662. dzień wojny. Rosja kontra NATO. Kto ma przewagę w powietrzu? To nam powinno dać do myślenia
Rosjanie nie ustają w atakach, choć pogoda absolutnie nie sprzyja. Na północnym odcinku frontu wdarli się do Syńkiwki, niecałe 10 km od Kupiańska, i ponieśli tu straty także w cennym dla nich sprzęcie bojowym. Nie będą w stanie posunąć się dalej na zachód. Pod Bachmutem też trwają ciężkie walki, ale znaczących zmian nie ma. Ukraińskie wojska są w niełatwym położeniu.
Pod Awdijiwką Rosjanie nacierają uporczywie. Wczoraj wdarli się nieco dalej na zachód po południowo-wschodniej, przemysłowej stronie miasta. Na południowym odcinku frontu znaczących zmian linii frontu nie ma, a ukraiński przyczółek na lewym brzegu Dniepru nadal się trzyma. Rosjanie ponoszą spore straty przy próbach jego likwidacji, ale żadna ze stron nie jest zdolna doprowadzić do rozstrzygnięcia.

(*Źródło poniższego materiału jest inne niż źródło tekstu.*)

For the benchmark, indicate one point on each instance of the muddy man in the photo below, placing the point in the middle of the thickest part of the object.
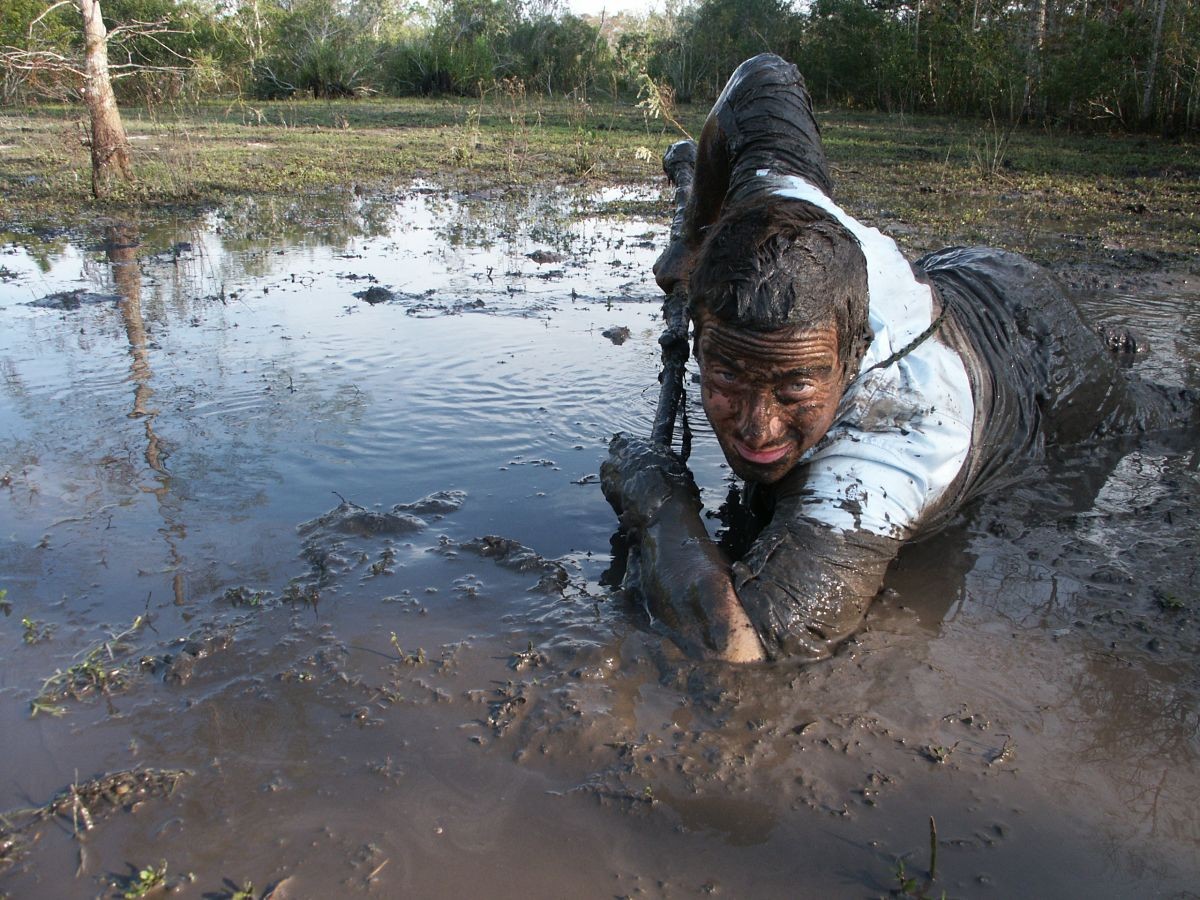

W nocy Ukraińcy przeprowadzili atak dronami na bazę lotniczą Mrozowsk między Rostowem nad Donem a Wołgogradem. Stacjonuje tu 559. Pułk Lotnictwa Bombowego Gwardii wyposażony w Su-34. Z dostępnych zdjęć wynika, że co najmniej jeden został poważnie uszkodzony, o innych stratach na razie nie wiemy. Rosjanie też atakowali dronami (ok. 20 sztuk Shahed 136). Tradycyjnie większość zestrzelono, pozostałe poczyniły jakieś szkody. W Odessie zginęła jedna osoba.

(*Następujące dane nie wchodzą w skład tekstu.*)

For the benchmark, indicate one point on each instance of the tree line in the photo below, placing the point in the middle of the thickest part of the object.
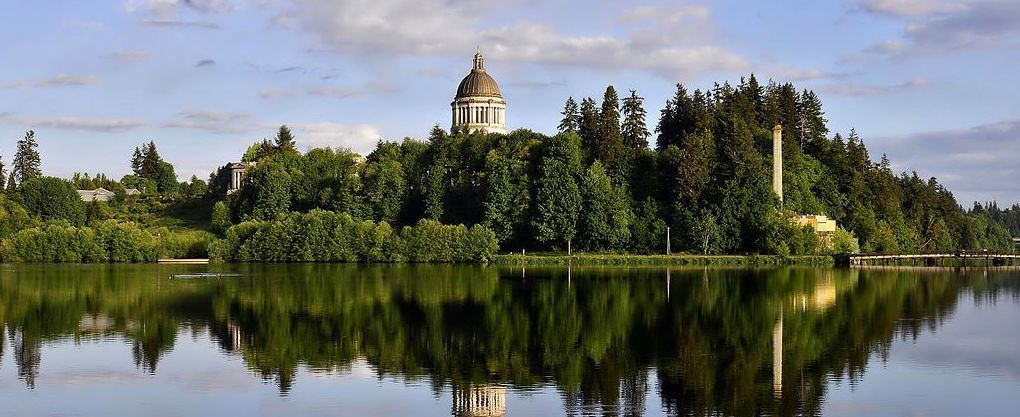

Ile znaczy przewaga w lotnictwie
Lotnictwo bojowe i obrona przeciwlotnicza to dziedziny, w których jakość odgrywa naprawdę kluczową rolę. Przekonali się o tym nasi piloci, którzy we wrześniu 1939 r. mieli przestarzałe samoloty myśliwskie PZL P.11c, niezdolne dogonić nawet niemieckich bombowców. Załogi lekkich bombowo-rozpoznawczych PZL.23 Karaś też się przekonały, że słaba taktyka i brak eskorty myśliwskiej przynosi duże straty.